- Screenshot Krazy Kat (left), the spaniel (right)
- Directed by: Ben Harrison
- Produced by: Charles Mintz
- Music by: Joe de Nat
- Animation by: Allen Rose
- Color process: Black and white
- Production company: The Charles Mintz Studio
- Distributed by: Columbia Pictures
- Release date: January 4, 1932;
- Running time: 6:27
- Language: English

= Piano Mover =

1932 film

Piano Mover is a 1932 short animated cartoon released by Columbia Pictures, starring Krazy Kat.

==Plot==
Krazy Kat and a co-worker are delivering a piano to one of the highest floors of an enormously tall condominium.

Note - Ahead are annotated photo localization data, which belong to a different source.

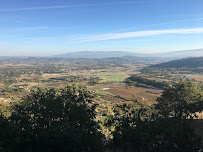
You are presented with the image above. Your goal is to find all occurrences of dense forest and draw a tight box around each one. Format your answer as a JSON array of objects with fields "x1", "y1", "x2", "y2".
[
  {"x1": 141, "y1": 57, "x2": 203, "y2": 75},
  {"x1": 0, "y1": 81, "x2": 202, "y2": 152},
  {"x1": 125, "y1": 75, "x2": 169, "y2": 89},
  {"x1": 150, "y1": 56, "x2": 203, "y2": 68}
]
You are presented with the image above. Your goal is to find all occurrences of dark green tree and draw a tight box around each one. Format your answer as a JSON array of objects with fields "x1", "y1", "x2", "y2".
[
  {"x1": 109, "y1": 81, "x2": 203, "y2": 151},
  {"x1": 9, "y1": 85, "x2": 102, "y2": 152},
  {"x1": 156, "y1": 81, "x2": 203, "y2": 119},
  {"x1": 0, "y1": 115, "x2": 17, "y2": 152},
  {"x1": 111, "y1": 106, "x2": 201, "y2": 152}
]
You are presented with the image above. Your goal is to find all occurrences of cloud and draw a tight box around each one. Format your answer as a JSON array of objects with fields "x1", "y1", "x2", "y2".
[
  {"x1": 0, "y1": 17, "x2": 23, "y2": 23},
  {"x1": 0, "y1": 1, "x2": 150, "y2": 11},
  {"x1": 0, "y1": 26, "x2": 48, "y2": 34},
  {"x1": 15, "y1": 26, "x2": 48, "y2": 31},
  {"x1": 74, "y1": 28, "x2": 203, "y2": 42},
  {"x1": 0, "y1": 5, "x2": 87, "y2": 11},
  {"x1": 117, "y1": 17, "x2": 203, "y2": 32}
]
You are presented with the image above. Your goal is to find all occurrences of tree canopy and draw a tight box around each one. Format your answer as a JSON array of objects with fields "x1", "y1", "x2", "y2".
[
  {"x1": 0, "y1": 82, "x2": 202, "y2": 151},
  {"x1": 156, "y1": 81, "x2": 203, "y2": 119},
  {"x1": 1, "y1": 85, "x2": 103, "y2": 152}
]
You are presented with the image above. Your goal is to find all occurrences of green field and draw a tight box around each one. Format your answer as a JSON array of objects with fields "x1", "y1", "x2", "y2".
[{"x1": 92, "y1": 72, "x2": 128, "y2": 83}]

Unable to fit the piano through the building's tiny doors, their only option is to lift it through a window with a crane. Krazy Kat must stand on the piano while it is lifted, forcing him to deal with his fear of heights as well as hostile residents protesting their delivery method.

Krazy Kat and the piano finally reach the destination, where he discovers that the recipient of the piano is his girlfriend, an unnamed spaniel. She celebrates by playing the still-dangling piano and singing the song "That's My Weakness Now". Krazy Kat and his girlfriend dance on the balcony but forget where they are, and they fall off the balcony. They catch themselves on the piano's legs, eventually managing to get on top of it, but now have to ride it safely to the ground. On the way down, a bird bites through the rope and the piano and its riders crash to the ground. The piano is destroyed and Krazy Kat and his girlfriend are dazed but unhurt.

==Availability==
The Krazy Kat shorts from the Columbia era were released for television by Samba Productions and Screen Gems. Home videos were distributed by Excel Home Movies, Official Films, and Columbia Home Movies. The cartoon Piano Mover is available in the Columbia Cartoon Collection: Volume 2.